I’m trying to blog more actively, and I figure that a good way to start is to write small pieces about research that I read.
A new working paper by Yang et al. (2021) suggests that interventions that aim to improve awareness about HIV/AIDS can backfire by reducing testing rates.
They start with a theoretical argument. People at higher risk are more likely to get an HIV test. Others might see the decision to get an HIV test as a signal of high risk, and hence choose not to interact with them (stigma). The level of stigma increases if HIV is perceived as more transmissible. Anticipating this, people at higher risk become less likely to take a test as perceived transmissibility increases.
This is an incomplete model in many ways. For instance, a negative test – if that information is made public – could cause people to stigmatize someone less than the average person even if they’re at higher risk, because they aren’t HIV-positive right now. That is one incentive to test. Another is that people might internalize some of the costs of transmissibility – so if, for example, you’re in a relationship, then more transmissibility might increase the benefit of knowing your test result, so you know if you need to take precautions. In such environments, it’s also possible that others can tell whether you’re at high risk through ways that aren’t just testing information.
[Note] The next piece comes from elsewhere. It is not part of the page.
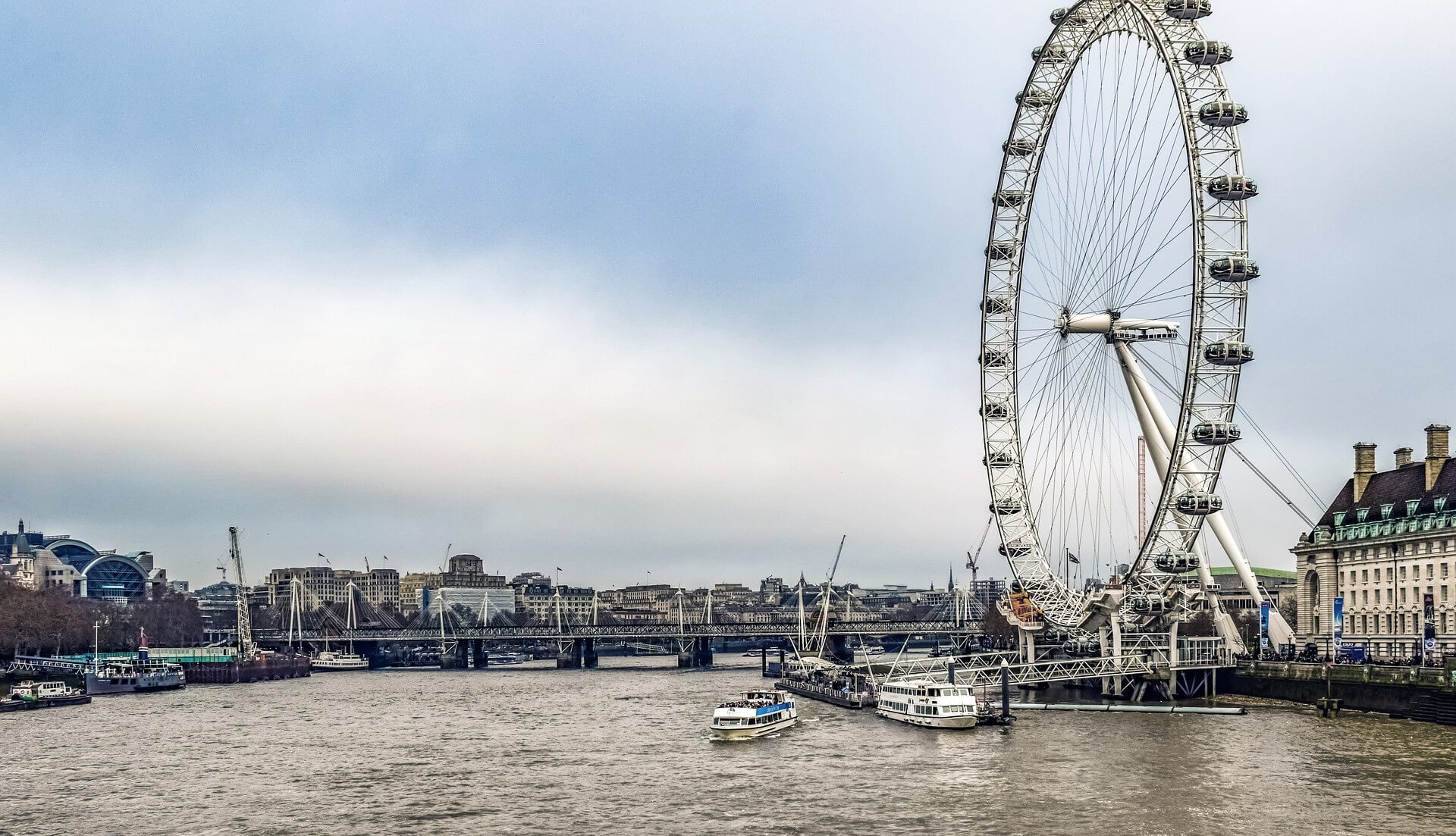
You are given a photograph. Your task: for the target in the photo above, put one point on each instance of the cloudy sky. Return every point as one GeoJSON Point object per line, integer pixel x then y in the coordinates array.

To help fix some of these problems, they look at a specific PEPFAR-supported program called Força à Comunidade e Crianças in Mozambique. It is “a community-level program that implements home visits to households, as well as complementary interventions in communities and schools.” They test the program’s efficacy in an RCT involving 3,700 households among 76 communities. Half the communities were in a treatment group and half were in a control group, and, among the former, a subset was given stronger encouragement to participate. Using administrative data on HIV tests, the study compared households that received stronger encouragement from within the treatment group and households in the control group on the likelihood of receiving a test two weeks after the endline survey.
They found that “the FCC program has a negative effect on HIV testing: -10.9 percentage points, relative to a base of 26.3 percent in the control group.” Indeed, treated respondents became more likely to believe falsehoods about transmission. But this data doesn’t prove the theoretical argument the paper outlines. They used a different strategy to do that: “Immediately after the endline survey, our research staff then randomly assigned households to a set of ‘minitreatments’ aimed at encouraging further HIV testing, or a minitreatment control group. The different minitreatments provide HIV-related information, seek to alleviate concerns about HIV-related stigma, and provide additional financial incentives for HIV testing.” They find that minitreatments that improve information or reduce stigma can help offset the negative effect of the treatment on testing.
The basic results are here (from table 2, page 40):
This doesn’t distinguish between minitreatments, so here’s a table looking at individual minitreatments (from table 5, page 42):
Perhaps unsurprisingly, the financial incentive – the high-value coupon – has the largest effect on coupon redemption, but the anti-stigma treatment also seems to have a small positive effect. The other minitreatments seem negative in terms of testing, but they do seem effective at offsetting the negative effects of the treatment.
This research also raises some potential ethical concerns about RCTs – is it ethical to subject people to treatments that could be negative? I’m not compelled by the ethical objection to RCTs here, since this is a program that exists anyway and information about how we respond to it is useful. I’ll also note that HIV testing is only one variable, so we can’t automatically conclude the treatment is negative.
I found this paper an interesting example of well-intentioned policies not aligning incentives well enough.